= Healthcare in Idaho =

Various forms of health insurance for children are available in the US State of Idaho. Medicaid is available, and there is also a scheme for assistance to families of State employees.

==Insurance coverage for low income families==
A major contributor to covering children in the state of Idaho is Health Insurance Premium Assistance. This is an access card available for children. This access card allows parents to purchase private health insurance. This card is very useful and allows parents and families to purchase health insurance when their children meet the guidelines. It is meant to help make insurance more affordable to low waged families.

A low wage family, as classified by this program, would be a family whose income is mandatory Medicaid levels, but below 185 federal poverty level (FDL). These families also have to be employed by the State of Idaho, who they must be a spouse of an Idaho employee. When a child meets the eligibility conditions they qualify for at least $100 per month in premium assistance. A family that has more than three children are eligible to receive $300 per month, but they are required to pay deductibles, co-pays, and insurance premiums.

==Medicaid==
Another program that the state of Idaho offers is Medicaid, which is direct coverage for children. In order for a children to receive Medicaid, they are reviewed on their health needs. Once enrolled, the person must undergo health screening, and is then placed into a primary care case management system. Medicaid consists of three different plans that are characterized to fit differing needs.

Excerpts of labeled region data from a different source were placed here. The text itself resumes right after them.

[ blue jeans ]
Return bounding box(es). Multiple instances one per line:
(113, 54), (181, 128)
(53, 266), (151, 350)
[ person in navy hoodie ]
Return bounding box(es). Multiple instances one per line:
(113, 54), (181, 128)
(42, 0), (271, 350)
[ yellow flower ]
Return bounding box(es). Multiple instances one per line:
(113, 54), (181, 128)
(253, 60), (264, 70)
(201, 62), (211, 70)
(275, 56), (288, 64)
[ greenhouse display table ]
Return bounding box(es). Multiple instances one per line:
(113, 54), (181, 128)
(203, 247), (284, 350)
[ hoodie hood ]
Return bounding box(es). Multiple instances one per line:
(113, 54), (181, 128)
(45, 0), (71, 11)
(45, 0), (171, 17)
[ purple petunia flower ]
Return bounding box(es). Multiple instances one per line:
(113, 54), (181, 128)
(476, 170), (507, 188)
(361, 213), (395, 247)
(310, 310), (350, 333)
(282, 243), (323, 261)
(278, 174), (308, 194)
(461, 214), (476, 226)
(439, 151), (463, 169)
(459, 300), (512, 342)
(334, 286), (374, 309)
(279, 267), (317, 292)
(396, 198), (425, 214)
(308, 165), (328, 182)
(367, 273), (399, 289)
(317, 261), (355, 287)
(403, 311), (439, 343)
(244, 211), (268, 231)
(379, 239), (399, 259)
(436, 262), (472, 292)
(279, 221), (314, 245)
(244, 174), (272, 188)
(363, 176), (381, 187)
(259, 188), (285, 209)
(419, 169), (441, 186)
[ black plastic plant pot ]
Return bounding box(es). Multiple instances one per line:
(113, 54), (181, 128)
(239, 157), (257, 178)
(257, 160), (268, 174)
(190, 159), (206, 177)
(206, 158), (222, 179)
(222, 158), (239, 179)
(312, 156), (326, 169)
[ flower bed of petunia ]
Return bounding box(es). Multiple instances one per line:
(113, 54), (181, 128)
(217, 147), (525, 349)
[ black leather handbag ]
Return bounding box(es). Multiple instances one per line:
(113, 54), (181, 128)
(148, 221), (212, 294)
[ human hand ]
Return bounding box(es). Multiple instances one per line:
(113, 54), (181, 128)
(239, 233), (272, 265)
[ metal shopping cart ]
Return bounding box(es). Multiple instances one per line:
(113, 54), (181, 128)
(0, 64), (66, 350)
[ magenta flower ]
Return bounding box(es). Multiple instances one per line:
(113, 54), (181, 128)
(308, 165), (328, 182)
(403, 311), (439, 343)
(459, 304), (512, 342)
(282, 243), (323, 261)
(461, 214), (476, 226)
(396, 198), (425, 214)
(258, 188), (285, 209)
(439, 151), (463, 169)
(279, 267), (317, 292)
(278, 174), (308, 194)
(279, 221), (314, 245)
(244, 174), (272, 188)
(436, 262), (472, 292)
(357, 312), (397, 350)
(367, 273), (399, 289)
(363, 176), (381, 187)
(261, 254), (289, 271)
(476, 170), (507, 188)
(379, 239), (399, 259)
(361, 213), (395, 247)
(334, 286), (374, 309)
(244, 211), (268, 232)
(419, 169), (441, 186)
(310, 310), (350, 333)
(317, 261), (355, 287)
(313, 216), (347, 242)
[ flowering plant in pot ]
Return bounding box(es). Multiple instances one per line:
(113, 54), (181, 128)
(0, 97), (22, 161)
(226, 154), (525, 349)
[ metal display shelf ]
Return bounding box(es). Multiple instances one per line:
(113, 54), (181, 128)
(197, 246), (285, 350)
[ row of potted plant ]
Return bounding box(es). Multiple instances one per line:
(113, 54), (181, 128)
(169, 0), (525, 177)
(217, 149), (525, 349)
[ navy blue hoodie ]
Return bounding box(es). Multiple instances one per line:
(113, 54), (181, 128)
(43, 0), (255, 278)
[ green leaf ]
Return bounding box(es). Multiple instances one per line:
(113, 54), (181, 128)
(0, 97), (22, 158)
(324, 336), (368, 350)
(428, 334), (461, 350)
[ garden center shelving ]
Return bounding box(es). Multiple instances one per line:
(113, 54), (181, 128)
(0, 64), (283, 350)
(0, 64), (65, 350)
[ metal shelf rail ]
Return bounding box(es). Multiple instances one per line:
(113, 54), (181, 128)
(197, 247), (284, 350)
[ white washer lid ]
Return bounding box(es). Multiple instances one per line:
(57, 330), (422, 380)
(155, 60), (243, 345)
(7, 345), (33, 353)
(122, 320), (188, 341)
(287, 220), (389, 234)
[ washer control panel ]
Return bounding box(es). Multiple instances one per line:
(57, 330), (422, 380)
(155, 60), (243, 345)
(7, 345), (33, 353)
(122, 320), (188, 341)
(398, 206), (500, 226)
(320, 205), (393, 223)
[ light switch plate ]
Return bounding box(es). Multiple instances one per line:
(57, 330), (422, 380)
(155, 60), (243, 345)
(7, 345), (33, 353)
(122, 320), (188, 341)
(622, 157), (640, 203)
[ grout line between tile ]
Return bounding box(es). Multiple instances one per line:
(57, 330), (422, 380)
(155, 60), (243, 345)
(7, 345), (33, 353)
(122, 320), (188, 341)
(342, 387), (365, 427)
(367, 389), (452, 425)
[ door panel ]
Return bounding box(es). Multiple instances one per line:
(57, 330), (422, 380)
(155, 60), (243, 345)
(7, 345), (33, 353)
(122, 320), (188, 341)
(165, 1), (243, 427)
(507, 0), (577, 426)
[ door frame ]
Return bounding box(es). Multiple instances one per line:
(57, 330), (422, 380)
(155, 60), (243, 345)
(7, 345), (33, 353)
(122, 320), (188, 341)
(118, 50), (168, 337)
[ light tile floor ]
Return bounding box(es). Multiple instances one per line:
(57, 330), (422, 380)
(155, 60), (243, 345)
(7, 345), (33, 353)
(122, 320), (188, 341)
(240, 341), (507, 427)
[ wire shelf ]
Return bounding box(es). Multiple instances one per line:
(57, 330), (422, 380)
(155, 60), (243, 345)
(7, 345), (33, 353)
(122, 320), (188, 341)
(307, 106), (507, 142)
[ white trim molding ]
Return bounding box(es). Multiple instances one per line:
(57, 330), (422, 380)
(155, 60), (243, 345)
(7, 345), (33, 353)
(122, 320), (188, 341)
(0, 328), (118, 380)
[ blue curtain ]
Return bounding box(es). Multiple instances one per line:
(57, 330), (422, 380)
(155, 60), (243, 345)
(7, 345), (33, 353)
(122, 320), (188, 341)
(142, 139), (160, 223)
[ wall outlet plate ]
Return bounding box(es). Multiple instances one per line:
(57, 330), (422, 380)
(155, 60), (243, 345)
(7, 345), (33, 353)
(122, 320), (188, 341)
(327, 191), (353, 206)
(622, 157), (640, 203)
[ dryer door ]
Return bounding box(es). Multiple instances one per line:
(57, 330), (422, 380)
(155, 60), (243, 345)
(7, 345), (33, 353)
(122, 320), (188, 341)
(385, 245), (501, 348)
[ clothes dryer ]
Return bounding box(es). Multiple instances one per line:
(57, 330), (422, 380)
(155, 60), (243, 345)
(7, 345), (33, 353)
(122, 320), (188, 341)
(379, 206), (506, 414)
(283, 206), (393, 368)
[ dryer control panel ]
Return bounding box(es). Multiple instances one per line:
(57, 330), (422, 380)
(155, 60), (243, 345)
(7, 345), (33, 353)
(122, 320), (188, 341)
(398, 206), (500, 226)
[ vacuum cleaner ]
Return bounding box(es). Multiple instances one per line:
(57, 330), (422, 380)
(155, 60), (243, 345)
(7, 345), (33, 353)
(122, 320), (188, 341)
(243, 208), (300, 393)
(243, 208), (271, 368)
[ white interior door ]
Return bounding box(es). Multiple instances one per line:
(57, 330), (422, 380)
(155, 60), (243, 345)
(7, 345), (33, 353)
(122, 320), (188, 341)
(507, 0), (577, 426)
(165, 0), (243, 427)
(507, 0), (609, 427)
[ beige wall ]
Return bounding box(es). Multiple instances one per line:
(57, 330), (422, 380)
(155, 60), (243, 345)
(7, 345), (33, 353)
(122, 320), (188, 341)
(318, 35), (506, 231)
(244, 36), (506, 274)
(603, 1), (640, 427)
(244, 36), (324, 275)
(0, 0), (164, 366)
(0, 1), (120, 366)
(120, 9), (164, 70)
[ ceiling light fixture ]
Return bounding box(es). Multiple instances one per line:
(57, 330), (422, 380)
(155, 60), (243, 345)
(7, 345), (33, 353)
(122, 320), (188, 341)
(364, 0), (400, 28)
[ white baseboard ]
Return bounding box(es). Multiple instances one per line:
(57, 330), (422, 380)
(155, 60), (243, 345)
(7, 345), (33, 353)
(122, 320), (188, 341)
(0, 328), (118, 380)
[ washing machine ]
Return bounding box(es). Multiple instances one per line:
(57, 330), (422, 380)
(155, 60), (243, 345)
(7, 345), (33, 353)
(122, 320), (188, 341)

The principal plan for children is the Medicaid Basic Plan. “The Medicaid Basic Plan is for healthy low-income children and adults with eligible dependent children. This plan provides complete health, prevention, and wellness benefits for children and adults who don't have special health needs. Most Medicaid participants will be enrolled in this benefit plan.”

An expanded Medicaid program was passed in 2018 by Idaho voters to provide health care coverage to those who fell in the gap between traditional Medicaid coverage and qualifying for private insurance through the state health care exchange. In February 2025 House Bill 345 sought to change the requirements for participation in Idaho's expanded Medicaid program. Citing the program’s costs which have significantly exceeded lawmakers’ expectations: from $32 million in projected costs in 2018 to $110 million in fiscal year 2026, House Bill 345 was signed by Republican governor Little in March of 2025.